Ifitquackslikeaduck Sat 21-Oct-17 10:46:20

Message withdrawn at poster's request.

CaptainKirkssparetupee Sat 21-Oct-17 10:53:51

If she asks "why am I watching this" it gives you the perfect opening to tell her, you think she might relate to some of the things.

TwoBobs Mon 23-Oct-17 11:52:36

I read "I am Aspie Girl" to my daughter aged 8 on the pretence that it was about me. My daughter recognised traits in herself the 2nd time we read it. This opened up the conversation that "we don't know yet but we will find out soon". When we did find out we then talked about it using "My Super Hero Brain" with lots of celebration. "Congratulations, you ARE autistic! Lucky you! High five! How exciting is that?" We highlighted all the positives (it helps you be good at Maths etc even if it was stretching the truth a bit).

Several months later we deal with the negatives as and when they come up. She is very comfortable talking about her autism and still mainly sees it as a positive.

zzzzz Tue 24-Oct-17 10:59:21

Did you try or are you still mulling it over?

SingingMySong Wed 25-Oct-17 04:48:51

We did this recently and it was much less of an issue than I'd expected. DS has a friend, P, who has aspergers and DS can see some similarities. He also went to an infant school that had several children with SEND and really valued every child, so it's natural to him that difference does not mean worse. I think we've also subconsciously been laying the foundations for years.

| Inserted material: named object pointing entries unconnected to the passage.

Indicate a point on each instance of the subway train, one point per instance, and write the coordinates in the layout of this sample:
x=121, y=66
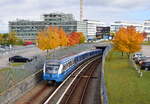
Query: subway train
x=58, y=70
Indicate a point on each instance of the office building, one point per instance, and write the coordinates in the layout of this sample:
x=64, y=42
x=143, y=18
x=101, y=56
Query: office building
x=147, y=28
x=118, y=24
x=91, y=28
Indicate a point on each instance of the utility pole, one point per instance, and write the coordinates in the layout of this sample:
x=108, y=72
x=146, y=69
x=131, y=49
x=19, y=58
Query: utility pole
x=81, y=10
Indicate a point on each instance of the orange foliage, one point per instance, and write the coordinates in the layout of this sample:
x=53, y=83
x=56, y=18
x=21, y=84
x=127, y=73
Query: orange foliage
x=128, y=40
x=73, y=38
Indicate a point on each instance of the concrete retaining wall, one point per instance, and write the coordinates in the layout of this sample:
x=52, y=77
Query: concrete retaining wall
x=21, y=88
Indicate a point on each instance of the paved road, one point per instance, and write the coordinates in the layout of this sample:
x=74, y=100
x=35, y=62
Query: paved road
x=146, y=50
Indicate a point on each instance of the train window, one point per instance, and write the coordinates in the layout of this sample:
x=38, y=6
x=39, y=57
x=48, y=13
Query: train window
x=51, y=68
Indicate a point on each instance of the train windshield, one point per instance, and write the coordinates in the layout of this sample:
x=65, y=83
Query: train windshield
x=51, y=68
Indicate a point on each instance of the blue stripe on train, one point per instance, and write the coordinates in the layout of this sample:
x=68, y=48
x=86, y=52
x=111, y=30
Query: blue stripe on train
x=58, y=77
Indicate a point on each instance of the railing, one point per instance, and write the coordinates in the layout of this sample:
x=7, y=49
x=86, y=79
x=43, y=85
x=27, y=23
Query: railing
x=12, y=75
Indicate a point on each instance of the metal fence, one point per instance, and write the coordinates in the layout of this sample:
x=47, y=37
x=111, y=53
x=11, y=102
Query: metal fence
x=12, y=75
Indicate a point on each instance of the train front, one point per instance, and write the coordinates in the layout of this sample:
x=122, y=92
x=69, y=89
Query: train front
x=51, y=71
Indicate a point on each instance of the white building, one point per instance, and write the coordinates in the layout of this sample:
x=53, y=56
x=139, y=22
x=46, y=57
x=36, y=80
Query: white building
x=147, y=28
x=115, y=26
x=91, y=28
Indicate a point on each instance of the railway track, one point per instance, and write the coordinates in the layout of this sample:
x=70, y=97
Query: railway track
x=37, y=95
x=76, y=93
x=45, y=94
x=73, y=89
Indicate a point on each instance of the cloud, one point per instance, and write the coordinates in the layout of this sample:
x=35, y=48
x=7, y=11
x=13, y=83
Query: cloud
x=106, y=10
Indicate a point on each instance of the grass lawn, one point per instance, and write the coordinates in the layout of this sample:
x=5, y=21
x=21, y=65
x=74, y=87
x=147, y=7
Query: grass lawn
x=17, y=63
x=9, y=77
x=124, y=86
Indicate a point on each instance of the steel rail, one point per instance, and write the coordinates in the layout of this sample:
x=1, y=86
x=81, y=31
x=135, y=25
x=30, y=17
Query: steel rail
x=59, y=87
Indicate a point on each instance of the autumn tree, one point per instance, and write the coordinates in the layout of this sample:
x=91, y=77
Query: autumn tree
x=81, y=37
x=63, y=37
x=48, y=39
x=128, y=40
x=73, y=38
x=12, y=38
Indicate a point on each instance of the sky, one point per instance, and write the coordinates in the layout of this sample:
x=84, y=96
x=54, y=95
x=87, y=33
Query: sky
x=107, y=11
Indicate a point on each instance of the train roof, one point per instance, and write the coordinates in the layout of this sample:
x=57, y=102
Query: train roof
x=71, y=57
x=66, y=59
x=52, y=61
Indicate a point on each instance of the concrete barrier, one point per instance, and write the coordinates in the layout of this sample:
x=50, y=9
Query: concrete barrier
x=21, y=88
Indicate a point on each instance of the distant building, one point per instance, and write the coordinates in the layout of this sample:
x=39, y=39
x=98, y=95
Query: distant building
x=74, y=26
x=91, y=28
x=26, y=29
x=56, y=19
x=147, y=28
x=118, y=24
x=102, y=32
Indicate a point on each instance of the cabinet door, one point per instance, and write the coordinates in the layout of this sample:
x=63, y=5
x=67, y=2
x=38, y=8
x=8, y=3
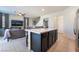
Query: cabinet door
x=36, y=42
x=44, y=42
x=50, y=38
x=55, y=35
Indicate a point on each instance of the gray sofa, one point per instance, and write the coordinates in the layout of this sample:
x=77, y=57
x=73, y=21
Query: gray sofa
x=17, y=33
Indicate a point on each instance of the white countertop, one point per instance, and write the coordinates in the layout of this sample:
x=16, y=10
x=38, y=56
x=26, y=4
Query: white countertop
x=40, y=30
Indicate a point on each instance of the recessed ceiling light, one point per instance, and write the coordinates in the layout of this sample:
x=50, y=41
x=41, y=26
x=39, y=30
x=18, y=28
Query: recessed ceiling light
x=43, y=9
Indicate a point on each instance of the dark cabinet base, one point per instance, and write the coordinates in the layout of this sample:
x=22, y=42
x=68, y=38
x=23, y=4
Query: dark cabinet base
x=42, y=42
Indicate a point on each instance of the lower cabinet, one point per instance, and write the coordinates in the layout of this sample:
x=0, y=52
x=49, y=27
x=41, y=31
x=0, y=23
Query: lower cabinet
x=43, y=41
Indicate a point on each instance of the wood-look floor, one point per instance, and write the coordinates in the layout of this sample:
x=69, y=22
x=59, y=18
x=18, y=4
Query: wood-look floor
x=63, y=44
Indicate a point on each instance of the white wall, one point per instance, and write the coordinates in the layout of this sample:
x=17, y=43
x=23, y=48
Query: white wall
x=14, y=17
x=68, y=14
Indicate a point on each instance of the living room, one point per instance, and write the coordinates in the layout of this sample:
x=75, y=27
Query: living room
x=20, y=21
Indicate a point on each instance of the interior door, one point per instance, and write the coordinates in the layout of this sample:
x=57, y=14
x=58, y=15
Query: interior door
x=60, y=24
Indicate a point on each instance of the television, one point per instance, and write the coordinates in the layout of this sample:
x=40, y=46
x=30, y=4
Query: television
x=16, y=23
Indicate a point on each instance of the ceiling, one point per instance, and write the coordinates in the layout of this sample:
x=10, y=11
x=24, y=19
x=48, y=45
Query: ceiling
x=32, y=10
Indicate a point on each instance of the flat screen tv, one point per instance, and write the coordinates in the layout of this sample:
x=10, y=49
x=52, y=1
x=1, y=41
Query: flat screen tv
x=16, y=23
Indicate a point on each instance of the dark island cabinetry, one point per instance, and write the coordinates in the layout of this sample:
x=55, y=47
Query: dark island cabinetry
x=43, y=41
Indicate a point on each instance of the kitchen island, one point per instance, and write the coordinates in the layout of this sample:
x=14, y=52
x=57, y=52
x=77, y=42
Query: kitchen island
x=40, y=40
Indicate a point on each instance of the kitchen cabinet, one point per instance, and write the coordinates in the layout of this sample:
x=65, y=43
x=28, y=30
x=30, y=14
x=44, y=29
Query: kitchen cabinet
x=43, y=41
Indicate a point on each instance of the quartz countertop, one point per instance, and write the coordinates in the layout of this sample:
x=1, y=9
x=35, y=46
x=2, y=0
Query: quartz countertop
x=40, y=30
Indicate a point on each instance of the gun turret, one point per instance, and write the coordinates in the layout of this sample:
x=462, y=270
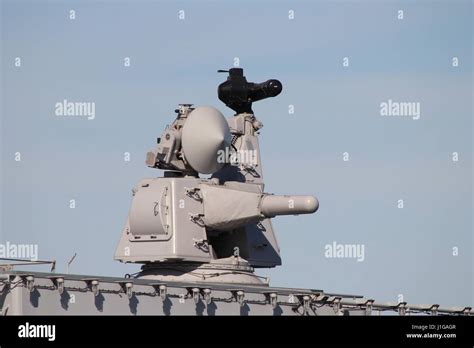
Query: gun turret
x=183, y=218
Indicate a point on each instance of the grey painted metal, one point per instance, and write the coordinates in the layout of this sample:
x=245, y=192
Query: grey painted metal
x=198, y=239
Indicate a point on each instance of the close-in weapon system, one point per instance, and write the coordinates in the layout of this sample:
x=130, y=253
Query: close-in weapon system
x=217, y=227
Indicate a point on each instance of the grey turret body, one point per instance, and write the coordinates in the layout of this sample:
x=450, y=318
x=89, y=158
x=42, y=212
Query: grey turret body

In the end I just pointed out that the book of social stories which he LOVES has "for children with aspergers and ASD" on the cover, and we were looking into whether he might be autistic. He just said "oh, like P? Ok". He already knew that everyone has some things that come easily and some things are harder, and when there's a particular rough group of things that someone finds trickier, then it's called autism.

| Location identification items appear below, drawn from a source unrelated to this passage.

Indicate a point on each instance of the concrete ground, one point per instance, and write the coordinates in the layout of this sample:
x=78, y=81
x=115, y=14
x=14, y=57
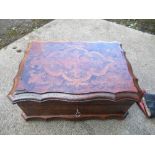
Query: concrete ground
x=13, y=29
x=140, y=48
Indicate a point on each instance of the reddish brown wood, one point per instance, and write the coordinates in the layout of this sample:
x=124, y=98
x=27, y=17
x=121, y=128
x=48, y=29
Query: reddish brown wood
x=60, y=79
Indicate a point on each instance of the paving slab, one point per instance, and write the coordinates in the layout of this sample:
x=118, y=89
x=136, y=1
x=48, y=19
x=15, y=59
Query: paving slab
x=140, y=49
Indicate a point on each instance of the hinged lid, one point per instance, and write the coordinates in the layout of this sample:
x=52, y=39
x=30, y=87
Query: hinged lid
x=74, y=71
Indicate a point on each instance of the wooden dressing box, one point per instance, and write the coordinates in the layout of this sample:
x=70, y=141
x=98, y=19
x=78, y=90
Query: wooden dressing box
x=75, y=81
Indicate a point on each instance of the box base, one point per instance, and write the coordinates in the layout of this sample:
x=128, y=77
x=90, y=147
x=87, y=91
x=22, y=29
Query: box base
x=75, y=117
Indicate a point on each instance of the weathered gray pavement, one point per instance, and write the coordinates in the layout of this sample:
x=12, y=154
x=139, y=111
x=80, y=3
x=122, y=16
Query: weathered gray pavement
x=140, y=48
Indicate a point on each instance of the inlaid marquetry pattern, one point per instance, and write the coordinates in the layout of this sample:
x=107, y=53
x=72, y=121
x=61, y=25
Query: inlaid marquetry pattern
x=73, y=67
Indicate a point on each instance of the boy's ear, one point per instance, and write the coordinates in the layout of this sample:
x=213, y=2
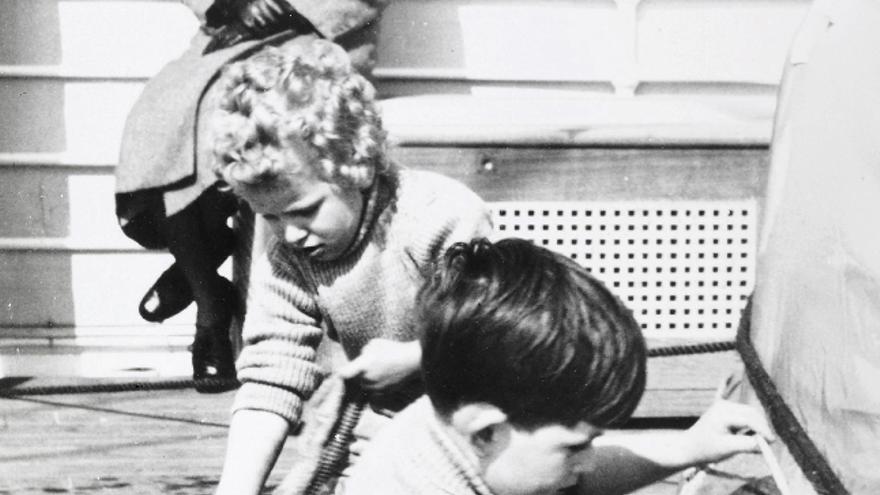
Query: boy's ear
x=481, y=424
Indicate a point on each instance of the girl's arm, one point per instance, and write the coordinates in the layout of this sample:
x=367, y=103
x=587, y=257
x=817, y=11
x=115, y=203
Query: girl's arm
x=383, y=363
x=255, y=440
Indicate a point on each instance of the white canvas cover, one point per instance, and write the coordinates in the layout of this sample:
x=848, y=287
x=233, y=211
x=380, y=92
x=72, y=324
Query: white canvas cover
x=816, y=308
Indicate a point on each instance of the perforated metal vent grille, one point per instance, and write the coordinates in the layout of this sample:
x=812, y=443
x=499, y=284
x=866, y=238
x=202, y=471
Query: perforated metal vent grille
x=679, y=265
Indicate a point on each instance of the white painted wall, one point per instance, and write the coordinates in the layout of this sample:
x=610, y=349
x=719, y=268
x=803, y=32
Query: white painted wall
x=70, y=70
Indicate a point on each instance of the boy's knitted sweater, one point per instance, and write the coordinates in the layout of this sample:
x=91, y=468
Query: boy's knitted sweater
x=413, y=454
x=369, y=293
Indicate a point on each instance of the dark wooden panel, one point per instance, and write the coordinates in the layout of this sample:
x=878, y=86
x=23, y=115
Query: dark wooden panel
x=585, y=174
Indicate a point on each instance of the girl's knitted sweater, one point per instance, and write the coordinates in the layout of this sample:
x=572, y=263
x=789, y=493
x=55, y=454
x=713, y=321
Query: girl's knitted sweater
x=369, y=293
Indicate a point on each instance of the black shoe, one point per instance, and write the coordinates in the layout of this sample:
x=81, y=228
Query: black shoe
x=213, y=360
x=167, y=297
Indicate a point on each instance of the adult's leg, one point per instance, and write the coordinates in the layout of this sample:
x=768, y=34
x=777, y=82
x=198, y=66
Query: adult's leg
x=199, y=239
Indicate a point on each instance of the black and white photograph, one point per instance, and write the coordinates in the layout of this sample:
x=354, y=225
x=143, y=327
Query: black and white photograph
x=439, y=247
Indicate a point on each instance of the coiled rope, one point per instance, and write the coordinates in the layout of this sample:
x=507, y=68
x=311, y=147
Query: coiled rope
x=805, y=453
x=206, y=384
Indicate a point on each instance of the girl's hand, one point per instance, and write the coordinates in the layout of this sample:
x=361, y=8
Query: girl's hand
x=383, y=363
x=725, y=429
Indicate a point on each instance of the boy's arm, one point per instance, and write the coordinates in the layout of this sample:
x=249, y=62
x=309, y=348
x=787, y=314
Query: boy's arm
x=625, y=461
x=277, y=370
x=255, y=440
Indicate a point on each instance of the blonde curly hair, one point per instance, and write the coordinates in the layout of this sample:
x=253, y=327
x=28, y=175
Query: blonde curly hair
x=305, y=89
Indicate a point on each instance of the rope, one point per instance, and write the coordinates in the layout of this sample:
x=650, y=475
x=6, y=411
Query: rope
x=224, y=384
x=805, y=453
x=702, y=348
x=335, y=453
x=206, y=384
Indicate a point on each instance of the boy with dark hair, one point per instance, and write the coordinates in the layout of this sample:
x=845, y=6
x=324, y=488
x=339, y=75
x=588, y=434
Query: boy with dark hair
x=526, y=359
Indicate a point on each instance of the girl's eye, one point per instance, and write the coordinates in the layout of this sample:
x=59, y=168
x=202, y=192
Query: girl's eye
x=304, y=212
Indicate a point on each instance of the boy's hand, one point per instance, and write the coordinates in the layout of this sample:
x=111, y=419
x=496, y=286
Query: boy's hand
x=383, y=363
x=725, y=429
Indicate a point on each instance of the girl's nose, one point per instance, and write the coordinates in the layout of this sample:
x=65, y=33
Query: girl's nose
x=294, y=234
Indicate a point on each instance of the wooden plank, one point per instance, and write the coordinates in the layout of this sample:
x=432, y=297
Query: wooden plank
x=584, y=174
x=133, y=442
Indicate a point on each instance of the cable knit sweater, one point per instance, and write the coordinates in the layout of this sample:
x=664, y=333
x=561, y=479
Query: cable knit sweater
x=413, y=455
x=367, y=294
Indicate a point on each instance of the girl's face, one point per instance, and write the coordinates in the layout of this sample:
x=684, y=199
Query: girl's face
x=316, y=217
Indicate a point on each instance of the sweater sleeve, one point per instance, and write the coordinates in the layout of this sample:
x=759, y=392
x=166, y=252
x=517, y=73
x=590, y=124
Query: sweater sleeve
x=281, y=333
x=463, y=216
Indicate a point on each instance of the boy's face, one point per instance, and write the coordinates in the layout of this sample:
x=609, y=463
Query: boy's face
x=318, y=218
x=539, y=461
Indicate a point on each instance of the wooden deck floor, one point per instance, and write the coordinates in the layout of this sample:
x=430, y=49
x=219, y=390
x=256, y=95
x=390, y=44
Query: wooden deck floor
x=173, y=441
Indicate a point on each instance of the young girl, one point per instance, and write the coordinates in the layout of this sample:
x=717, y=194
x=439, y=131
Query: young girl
x=300, y=139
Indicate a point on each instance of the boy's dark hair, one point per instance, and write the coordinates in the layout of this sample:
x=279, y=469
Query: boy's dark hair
x=531, y=332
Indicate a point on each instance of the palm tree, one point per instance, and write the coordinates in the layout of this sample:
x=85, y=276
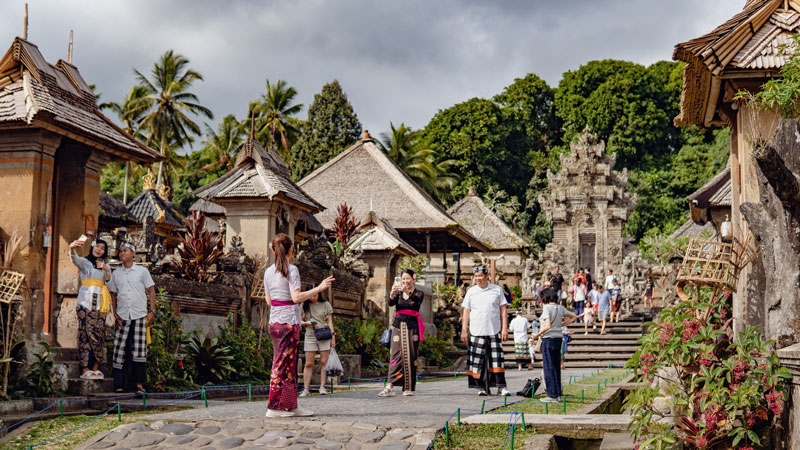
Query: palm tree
x=221, y=145
x=424, y=165
x=130, y=112
x=275, y=126
x=170, y=104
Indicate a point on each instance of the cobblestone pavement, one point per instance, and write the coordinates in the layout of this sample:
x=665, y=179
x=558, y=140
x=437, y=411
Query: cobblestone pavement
x=346, y=420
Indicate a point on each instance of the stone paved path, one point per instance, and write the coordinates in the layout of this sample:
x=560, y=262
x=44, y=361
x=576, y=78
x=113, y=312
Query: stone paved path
x=349, y=420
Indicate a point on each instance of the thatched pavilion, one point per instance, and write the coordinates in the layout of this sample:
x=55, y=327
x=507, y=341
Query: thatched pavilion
x=53, y=144
x=366, y=179
x=506, y=246
x=260, y=199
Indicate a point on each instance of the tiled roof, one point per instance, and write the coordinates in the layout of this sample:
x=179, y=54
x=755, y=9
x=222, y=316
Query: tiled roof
x=56, y=97
x=473, y=214
x=148, y=203
x=257, y=173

We have also talked about how an autistic brain can make some things easier and how it might have helped him with some of the things he's most proud of.

Ifitquackslikeaduck Wed 22-Nov-17 10:45:05

Message withdrawn at poster's request.

LightTripper Wed 22-Nov-17 16:32:59

Thank you for reviving this thread! I wondered if anybody had experience in telling a much younger child (DD is 3, and will still be 3 when we get a diagnosis, if we do).

We've been quite open about it with friends and with her school etc. so I don't think not telling her or putting off telling her is an option (even if that was a good idea). And we've told her that assessments are "playing with a Doctor to see how your brain works, because everybody's brain works differently" - and she's never really asked more questions than that.

If we do get a diagnosis I am keen to tell her (not least to make sure she hears it from us in a safe environment first) - but any first hand experience with such a young child would be really useful.

My only fear of the "label" is if it stops her from trying to do things that she finds challenging (she already has a tendency to default to "I can't do it" or "I'm too tired" with anything new or effortful - although I guess this may hopefully be partly to do with her age and may pass in time, as I know some of my other mum friends say their children do the same).